Martin stood and grasped the rotary handle to the window and turned it once, twice, and then a third time, opening the window a couple of inches. The sounds of the station flooded into the cabin. Train whistles, brake releases, conductors shouting, people talking excitedly. He sat back down, reached into his jacket pocket, produced a cigarette and his lighter and lit it. He noticed that Ian was studying him carefully. He looked down to his shirt, to his pants. Was there something wrong? Did he have a stain?
He looked back to Ian. “What?”
“Is this your first trip abroad, sir?”
“Please. Call me Martin and yes, it’s my first trip to Italy.”
“A bit different isn’t it, from America?”
“Yes, it is. But I don’t know exactly how. I mean, that is I notice that it is different, but I can’t exactly define what the difference is.”
“Is it important that you actually define the difference?” Ian asked. “Or simply that you enjoy it?”
He was right, of course. Martin hadn’t thought of that.
“If I might be so bold, don’t be so quick to try and explain everything that you see. Don’t be consumed with the need to label it as familiar or unfamiliar. Simply enjoy it for what it is. For the length of time that you are in Italy, most especially Venice, everything is going to be new and different. Enjoy it. When you get home to America, you can spend your time deciding what the differences were. For now, you are on vacation. Simply enjoy it. You are on vacation, correct?”
“Yes. Vacation,” Martin affirmed.
“Well, then squabble over the definitions and differences at a later date. For now, sit back, enjoy the ride.”
The train lurched forward. The whistle shrilled across the distance. The cars reached ahead and then bucked as they met each other. They were on their way.
“And make the most of your stay while you are here.” Ian said as he settled in and then unfolded a paper and began to read.
They rode in silence for the better part of a half an hour, Ian deeply engrossed in his newspaper, Martin just watching the scenery zip by his windows. The train seemed to be traveling at a great speed and although Martin couldn’t be sure, it seemed to him they were traveling well over one hundred miles an hour. Good grief! Did everything in Italy move so fast?

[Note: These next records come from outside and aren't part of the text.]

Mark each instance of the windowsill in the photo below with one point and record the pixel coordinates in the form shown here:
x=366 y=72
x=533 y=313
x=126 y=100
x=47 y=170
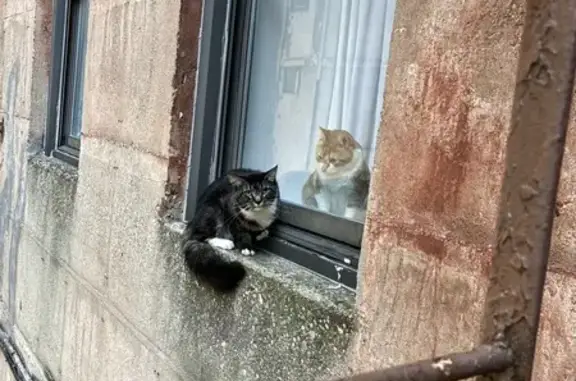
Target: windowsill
x=289 y=275
x=292 y=276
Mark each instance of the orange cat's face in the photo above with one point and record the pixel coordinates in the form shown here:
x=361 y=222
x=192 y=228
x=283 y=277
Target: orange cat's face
x=334 y=150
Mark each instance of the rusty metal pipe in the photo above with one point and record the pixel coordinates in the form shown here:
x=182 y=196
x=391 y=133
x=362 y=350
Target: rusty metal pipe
x=457 y=366
x=540 y=114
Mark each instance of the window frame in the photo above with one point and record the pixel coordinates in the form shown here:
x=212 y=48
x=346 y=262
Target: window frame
x=325 y=244
x=69 y=44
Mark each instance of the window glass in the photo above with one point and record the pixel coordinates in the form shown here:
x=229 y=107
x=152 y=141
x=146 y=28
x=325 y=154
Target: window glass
x=317 y=77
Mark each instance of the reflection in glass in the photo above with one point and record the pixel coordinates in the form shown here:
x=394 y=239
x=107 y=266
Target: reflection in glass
x=315 y=96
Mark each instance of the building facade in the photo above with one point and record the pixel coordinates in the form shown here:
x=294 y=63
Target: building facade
x=114 y=116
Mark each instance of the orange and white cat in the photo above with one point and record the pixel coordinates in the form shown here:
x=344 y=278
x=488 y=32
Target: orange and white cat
x=339 y=185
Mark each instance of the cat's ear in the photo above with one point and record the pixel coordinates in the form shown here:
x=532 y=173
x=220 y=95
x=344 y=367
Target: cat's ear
x=271 y=174
x=235 y=180
x=347 y=139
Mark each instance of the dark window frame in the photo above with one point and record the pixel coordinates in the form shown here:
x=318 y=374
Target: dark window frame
x=69 y=40
x=325 y=244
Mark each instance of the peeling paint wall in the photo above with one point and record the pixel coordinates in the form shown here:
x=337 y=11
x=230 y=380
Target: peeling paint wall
x=434 y=197
x=91 y=276
x=92 y=282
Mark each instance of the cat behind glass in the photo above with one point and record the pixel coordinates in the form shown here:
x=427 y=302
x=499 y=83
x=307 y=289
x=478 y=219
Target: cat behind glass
x=341 y=180
x=232 y=213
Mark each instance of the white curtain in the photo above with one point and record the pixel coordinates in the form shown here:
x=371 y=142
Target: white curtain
x=314 y=63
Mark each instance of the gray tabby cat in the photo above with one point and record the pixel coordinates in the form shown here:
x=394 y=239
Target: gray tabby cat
x=341 y=180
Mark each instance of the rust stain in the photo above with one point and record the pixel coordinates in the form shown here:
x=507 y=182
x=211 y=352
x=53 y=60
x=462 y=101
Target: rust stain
x=46 y=29
x=184 y=84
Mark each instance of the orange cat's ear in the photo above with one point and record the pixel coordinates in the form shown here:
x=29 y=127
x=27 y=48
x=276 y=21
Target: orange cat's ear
x=344 y=137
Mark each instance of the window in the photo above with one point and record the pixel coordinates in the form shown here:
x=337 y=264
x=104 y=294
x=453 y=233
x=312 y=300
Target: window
x=66 y=79
x=283 y=70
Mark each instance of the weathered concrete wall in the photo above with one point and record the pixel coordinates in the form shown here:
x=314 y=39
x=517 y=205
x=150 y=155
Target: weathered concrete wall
x=91 y=273
x=435 y=193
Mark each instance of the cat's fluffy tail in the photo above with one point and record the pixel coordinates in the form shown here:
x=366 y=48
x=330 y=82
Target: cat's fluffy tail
x=210 y=267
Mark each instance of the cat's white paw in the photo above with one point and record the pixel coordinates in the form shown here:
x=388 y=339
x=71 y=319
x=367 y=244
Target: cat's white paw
x=262 y=235
x=221 y=243
x=247 y=252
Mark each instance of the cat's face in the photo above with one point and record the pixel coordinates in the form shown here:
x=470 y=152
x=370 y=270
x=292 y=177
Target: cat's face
x=256 y=192
x=334 y=150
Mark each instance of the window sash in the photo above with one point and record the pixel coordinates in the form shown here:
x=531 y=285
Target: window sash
x=326 y=244
x=69 y=41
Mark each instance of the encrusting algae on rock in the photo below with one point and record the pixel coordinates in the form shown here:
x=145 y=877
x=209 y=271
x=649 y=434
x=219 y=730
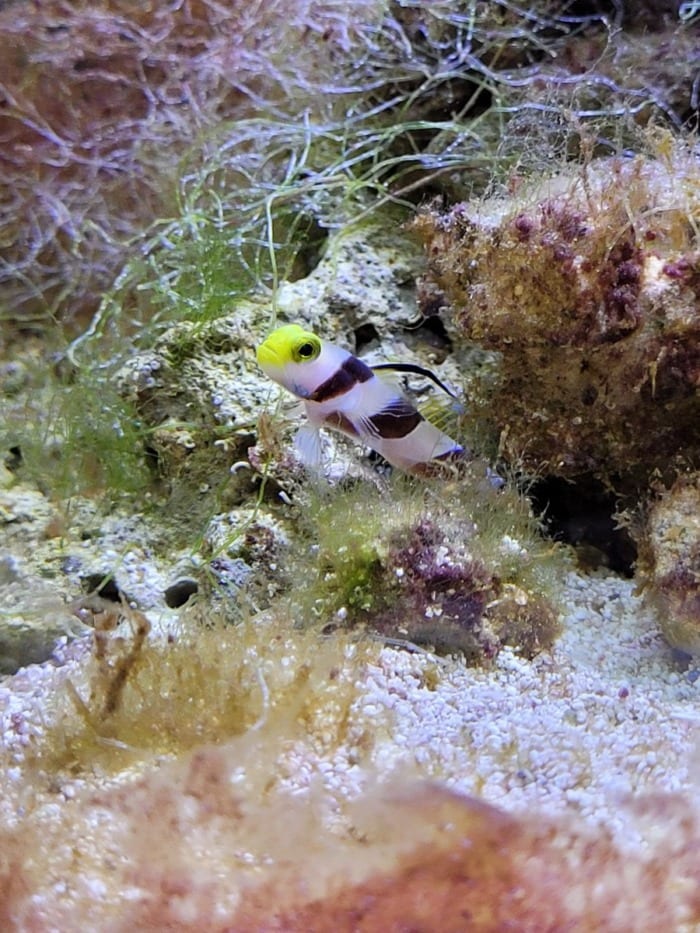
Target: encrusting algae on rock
x=458 y=567
x=588 y=286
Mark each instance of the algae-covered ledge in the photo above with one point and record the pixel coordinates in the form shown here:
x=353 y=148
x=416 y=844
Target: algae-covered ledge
x=243 y=693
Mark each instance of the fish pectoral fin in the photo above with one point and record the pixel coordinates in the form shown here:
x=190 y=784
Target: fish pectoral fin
x=307 y=443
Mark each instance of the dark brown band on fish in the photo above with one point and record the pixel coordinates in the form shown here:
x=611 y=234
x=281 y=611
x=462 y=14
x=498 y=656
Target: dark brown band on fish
x=397 y=421
x=337 y=420
x=349 y=374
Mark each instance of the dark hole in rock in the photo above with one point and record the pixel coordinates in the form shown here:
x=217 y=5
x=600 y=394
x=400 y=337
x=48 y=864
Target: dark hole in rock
x=179 y=592
x=583 y=514
x=103 y=585
x=365 y=334
x=13 y=460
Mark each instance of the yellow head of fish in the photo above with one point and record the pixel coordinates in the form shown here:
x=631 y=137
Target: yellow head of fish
x=283 y=355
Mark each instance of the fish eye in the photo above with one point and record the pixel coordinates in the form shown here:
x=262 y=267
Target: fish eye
x=307 y=350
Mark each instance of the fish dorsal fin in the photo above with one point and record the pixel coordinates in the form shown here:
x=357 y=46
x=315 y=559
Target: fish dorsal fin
x=416 y=370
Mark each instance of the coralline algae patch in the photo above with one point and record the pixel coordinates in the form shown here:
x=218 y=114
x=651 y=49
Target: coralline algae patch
x=606 y=715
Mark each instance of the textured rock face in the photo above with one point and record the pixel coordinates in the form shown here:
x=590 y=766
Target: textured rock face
x=670 y=562
x=589 y=288
x=419 y=858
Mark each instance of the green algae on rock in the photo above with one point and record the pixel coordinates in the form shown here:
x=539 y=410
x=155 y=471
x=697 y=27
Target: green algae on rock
x=459 y=567
x=588 y=285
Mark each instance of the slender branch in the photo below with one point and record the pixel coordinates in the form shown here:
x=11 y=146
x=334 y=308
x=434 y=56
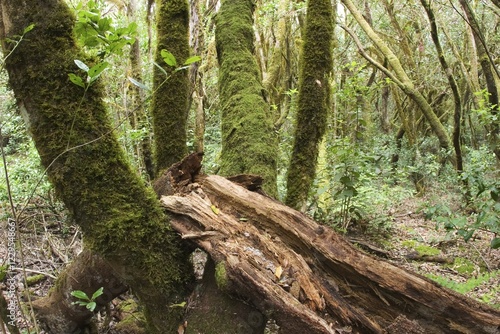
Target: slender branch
x=375 y=63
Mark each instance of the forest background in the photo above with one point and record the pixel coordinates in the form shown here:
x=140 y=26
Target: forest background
x=379 y=149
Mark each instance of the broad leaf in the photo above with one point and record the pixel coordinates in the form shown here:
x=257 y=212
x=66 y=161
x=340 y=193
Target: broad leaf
x=29 y=28
x=80 y=295
x=138 y=84
x=97 y=293
x=161 y=68
x=97 y=69
x=91 y=306
x=81 y=65
x=192 y=59
x=76 y=80
x=169 y=58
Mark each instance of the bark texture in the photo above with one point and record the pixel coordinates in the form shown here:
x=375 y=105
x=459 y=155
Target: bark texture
x=400 y=77
x=171 y=96
x=249 y=143
x=308 y=278
x=120 y=217
x=314 y=101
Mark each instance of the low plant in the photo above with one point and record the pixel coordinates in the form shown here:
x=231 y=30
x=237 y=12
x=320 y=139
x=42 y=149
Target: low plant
x=84 y=300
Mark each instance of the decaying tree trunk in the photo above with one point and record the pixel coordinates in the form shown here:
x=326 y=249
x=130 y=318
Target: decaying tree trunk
x=305 y=276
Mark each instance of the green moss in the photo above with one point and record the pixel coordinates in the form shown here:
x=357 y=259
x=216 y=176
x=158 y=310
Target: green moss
x=32 y=280
x=120 y=217
x=313 y=101
x=467 y=286
x=221 y=276
x=427 y=250
x=463 y=266
x=249 y=142
x=421 y=249
x=3 y=272
x=409 y=243
x=170 y=99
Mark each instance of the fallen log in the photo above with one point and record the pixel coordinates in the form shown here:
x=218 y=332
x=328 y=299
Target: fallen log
x=306 y=276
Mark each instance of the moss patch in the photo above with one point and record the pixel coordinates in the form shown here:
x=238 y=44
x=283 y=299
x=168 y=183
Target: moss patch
x=170 y=99
x=221 y=276
x=313 y=101
x=463 y=266
x=120 y=217
x=249 y=142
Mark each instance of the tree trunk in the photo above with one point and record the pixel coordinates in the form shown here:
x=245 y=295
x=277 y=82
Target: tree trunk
x=249 y=143
x=309 y=278
x=402 y=79
x=118 y=215
x=135 y=100
x=457 y=114
x=314 y=100
x=171 y=96
x=489 y=75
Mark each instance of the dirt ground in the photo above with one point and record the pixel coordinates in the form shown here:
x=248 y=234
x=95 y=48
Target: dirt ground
x=47 y=241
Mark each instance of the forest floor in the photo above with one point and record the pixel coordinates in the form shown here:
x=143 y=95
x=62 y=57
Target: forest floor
x=413 y=242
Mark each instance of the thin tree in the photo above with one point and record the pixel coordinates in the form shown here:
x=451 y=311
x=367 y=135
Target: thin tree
x=118 y=215
x=249 y=143
x=313 y=101
x=457 y=114
x=399 y=76
x=171 y=91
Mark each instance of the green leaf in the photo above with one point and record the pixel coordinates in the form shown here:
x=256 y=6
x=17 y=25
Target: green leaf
x=91 y=306
x=76 y=80
x=192 y=59
x=168 y=57
x=28 y=28
x=214 y=209
x=161 y=68
x=178 y=305
x=97 y=69
x=81 y=65
x=137 y=83
x=495 y=195
x=79 y=294
x=97 y=293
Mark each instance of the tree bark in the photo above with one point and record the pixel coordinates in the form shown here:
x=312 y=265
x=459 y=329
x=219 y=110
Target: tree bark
x=457 y=114
x=311 y=278
x=118 y=215
x=171 y=96
x=403 y=80
x=249 y=143
x=487 y=65
x=135 y=100
x=314 y=101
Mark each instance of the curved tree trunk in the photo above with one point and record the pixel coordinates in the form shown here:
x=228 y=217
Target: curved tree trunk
x=457 y=114
x=314 y=101
x=403 y=81
x=249 y=143
x=119 y=216
x=171 y=96
x=135 y=100
x=489 y=76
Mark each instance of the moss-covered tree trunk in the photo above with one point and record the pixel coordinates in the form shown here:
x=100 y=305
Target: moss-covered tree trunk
x=401 y=78
x=314 y=101
x=135 y=100
x=170 y=100
x=249 y=144
x=489 y=75
x=457 y=114
x=119 y=216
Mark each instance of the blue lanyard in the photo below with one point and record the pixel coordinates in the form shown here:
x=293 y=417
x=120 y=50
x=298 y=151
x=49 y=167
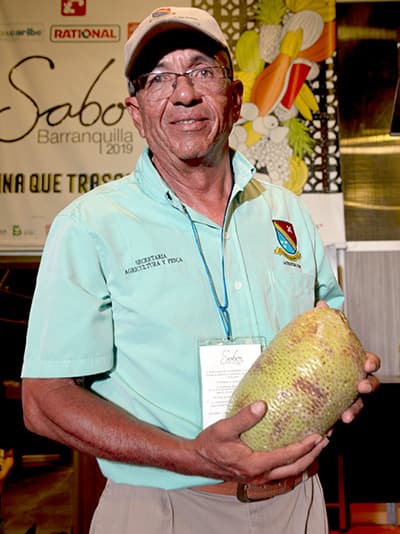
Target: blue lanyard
x=222 y=308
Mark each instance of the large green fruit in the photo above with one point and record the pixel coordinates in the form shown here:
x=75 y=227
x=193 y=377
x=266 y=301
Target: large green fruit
x=307 y=375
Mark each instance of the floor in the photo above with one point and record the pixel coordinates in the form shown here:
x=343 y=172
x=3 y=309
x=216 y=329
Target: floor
x=38 y=501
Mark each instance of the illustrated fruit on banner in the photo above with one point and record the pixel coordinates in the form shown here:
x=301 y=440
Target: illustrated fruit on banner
x=277 y=62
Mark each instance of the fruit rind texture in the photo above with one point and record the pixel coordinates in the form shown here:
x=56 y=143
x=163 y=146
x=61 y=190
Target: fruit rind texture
x=308 y=375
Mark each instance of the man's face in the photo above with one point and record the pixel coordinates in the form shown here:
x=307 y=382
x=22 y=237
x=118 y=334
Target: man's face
x=188 y=125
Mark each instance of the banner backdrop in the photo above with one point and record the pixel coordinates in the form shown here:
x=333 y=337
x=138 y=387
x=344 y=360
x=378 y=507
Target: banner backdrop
x=64 y=129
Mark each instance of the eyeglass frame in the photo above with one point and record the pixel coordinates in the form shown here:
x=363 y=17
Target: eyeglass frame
x=135 y=85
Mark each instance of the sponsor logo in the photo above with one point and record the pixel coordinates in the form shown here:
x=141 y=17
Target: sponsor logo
x=85 y=33
x=161 y=11
x=21 y=31
x=287 y=240
x=73 y=8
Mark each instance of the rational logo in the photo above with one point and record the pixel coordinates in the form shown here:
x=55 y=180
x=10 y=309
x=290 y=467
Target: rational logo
x=73 y=8
x=85 y=33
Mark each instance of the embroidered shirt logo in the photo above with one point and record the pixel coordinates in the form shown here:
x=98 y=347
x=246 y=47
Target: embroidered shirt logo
x=287 y=239
x=151 y=262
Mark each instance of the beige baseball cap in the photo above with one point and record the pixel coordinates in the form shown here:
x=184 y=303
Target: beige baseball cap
x=171 y=18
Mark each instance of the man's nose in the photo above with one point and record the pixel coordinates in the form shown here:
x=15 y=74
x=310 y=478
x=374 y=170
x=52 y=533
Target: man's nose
x=183 y=88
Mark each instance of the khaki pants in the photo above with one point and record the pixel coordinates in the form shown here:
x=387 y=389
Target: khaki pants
x=127 y=509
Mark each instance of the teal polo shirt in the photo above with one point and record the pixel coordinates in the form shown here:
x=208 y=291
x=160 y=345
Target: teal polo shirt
x=122 y=290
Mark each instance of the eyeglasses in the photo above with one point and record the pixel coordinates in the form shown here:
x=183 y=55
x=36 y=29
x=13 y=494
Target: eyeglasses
x=160 y=85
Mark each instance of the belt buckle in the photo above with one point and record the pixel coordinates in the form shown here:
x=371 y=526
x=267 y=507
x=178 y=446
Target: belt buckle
x=241 y=493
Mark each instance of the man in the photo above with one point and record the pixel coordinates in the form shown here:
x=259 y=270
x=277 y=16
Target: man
x=139 y=278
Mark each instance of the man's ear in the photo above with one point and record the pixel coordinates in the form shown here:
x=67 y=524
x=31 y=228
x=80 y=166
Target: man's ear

The travel agent had told him that the trip by rail to Venice would take approximately three hours, and so he sat back to enjoy the ride. The train wound its way through the industrial part of the city, and it looked the same as nearly every industrial city he had seen in America – gray, non-descript, humorless, ugly. The sky was heavy, forbidding. It looked like it was going to rain. He was sorry now that he hadn’t packed his raincoat, he would probably need it. Well, he was sure that there would be shops in Venice where he could purchase a coat, evidently he would have to. Ian was right he should enjoy the differences. He had never expected to come to anyplace like Venice. Certainly he had enough money to do so, but in all those years, business always consumed his time and energies. Elizabeth had nagged him year after year to take a vacation, but he never had. He should have. His company didn’t require his presence every moment, every minute, to run smoothly. His business partner and his foremen could run it quite efficiently without him. And that was the problem, wasn’t it? Martin had to feel needed in order to feel useful. Elizabeth had needed him all these years, but he hadn’t recognized that. Or maybe it was that her need wasn’t as important to him as his own. It was the truth and that’s what hurt, he had been selfish. Why did he not recognize it at the time? Why was it only in hindsight that he could see where he had gone wrong and so badly?
Ian was restocking his pipe, tamping it down and re-lighting it. Martin wished he’d brought his own. Leisurely activities like train travel would go well with pipe smoking. Ian evidently understood this. Or perhaps it was that he was just a habitual smoker of pipes, the same as Martin was a habitual smoker of cigarettes.